The NPM1 mutation, typically a favorable prognostic marker in newly diagnosed AML, loses this advantage in the relapsed/refractory setting. Survival for relapsed NPM1 patients becomes as poor as for those without the mutation, justifying aggressive targeted therapy with menin inhibitors.

Despite clinical efficacy, menin inhibitor monotherapy provides a relatively short duration of response (4-6 months) in the relapsed/refractory setting. Their main clinical benefit is achieving a deep enough remission to allow patients to proceed to a potentially curative allogeneic stem cell transplant.

When an AML patient presents with multiple targetable mutations (FLT3, NPM1, IDH), clinicians follow a treatment hierarchy. FLT3-targeted therapy is typically the first choice due to its aggressive phenotype. Menin inhibitors for NPM1 are next, followed by IDH inhibitors, guiding treatment decisions in complex cases.

Preclinical data and early clinical findings suggest menin inhibitors could be effective against rare NUP98-rearranged leukemias. This is based on similarities in downstream pathways to the approved KMT2A and NPM1 mutations, hinting at a broader mechanism of action for this drug class.

While adding a menin inhibitor to the azacitidine/venetoclax doublet for older/unfit AML patients increases response rates, it leaves little reserve for marrow function. This can lead to increased risk of early, fatal complications like infection or bleeding, requiring careful dose management.

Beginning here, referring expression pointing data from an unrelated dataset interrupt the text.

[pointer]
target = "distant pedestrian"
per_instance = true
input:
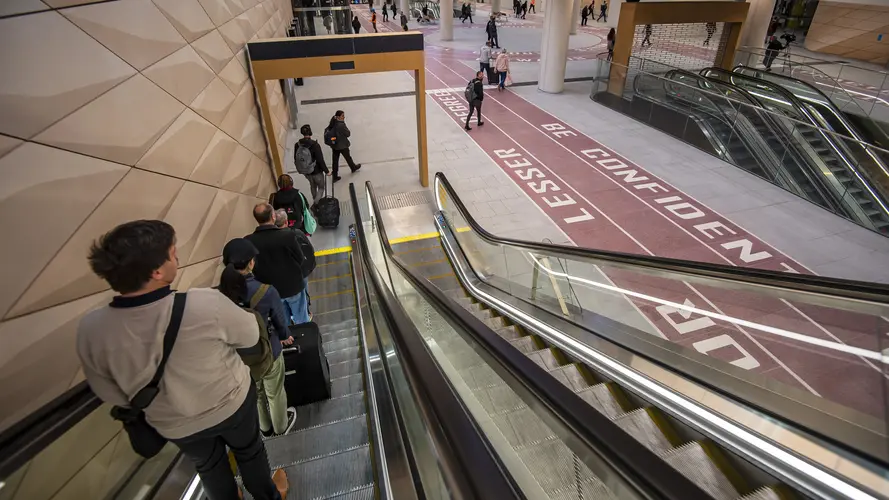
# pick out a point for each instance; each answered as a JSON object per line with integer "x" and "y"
{"x": 501, "y": 65}
{"x": 491, "y": 30}
{"x": 647, "y": 39}
{"x": 474, "y": 97}
{"x": 711, "y": 29}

Combining menin inhibitors with intensive chemotherapy can decrease the risk of differentiation syndrome, a severe side effect. The chemotherapy debulks the tumor, reducing the number of malignant cells available to cause this inflammatory reaction when they differentiate, improving tolerability.

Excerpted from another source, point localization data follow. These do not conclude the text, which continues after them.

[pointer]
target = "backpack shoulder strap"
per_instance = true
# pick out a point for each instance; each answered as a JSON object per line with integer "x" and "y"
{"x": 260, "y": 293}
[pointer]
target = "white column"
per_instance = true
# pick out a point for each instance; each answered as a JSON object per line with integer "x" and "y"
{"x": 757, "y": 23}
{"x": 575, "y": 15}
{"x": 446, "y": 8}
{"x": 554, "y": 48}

The new menin inhibitor, enzomenib, demonstrates potentially superior response rates (CR/CRH of 40-60%) compared to existing agents (~23%). Crucially, early data shows no QTc prolongation, a significant dose-limiting toxicity for current menin inhibitors, suggesting a major safety improvement for this drug class.

Post-transplant maintenance strategy differs by mutation. For high-risk KMT2A-rearranged AML with less sensitive monitoring, maintenance is strongly considered. For NPM1-mutated AML, clinicians rely on highly sensitive qPCR for Minimal Residual Disease (MRD); if a patient is MRD-negative, they often forgo maintenance therapy.

Standard cytogenetics miss complex genetic rearrangements. Advanced techniques like Optical Genome Mapping (OGM) are identifying "cryptic" fusions (e.g., involving KMT2A, NUP98) in patients who appear to be wild-type. This expands the eligible patient pool for menin inhibitors beyond those with classic mutations.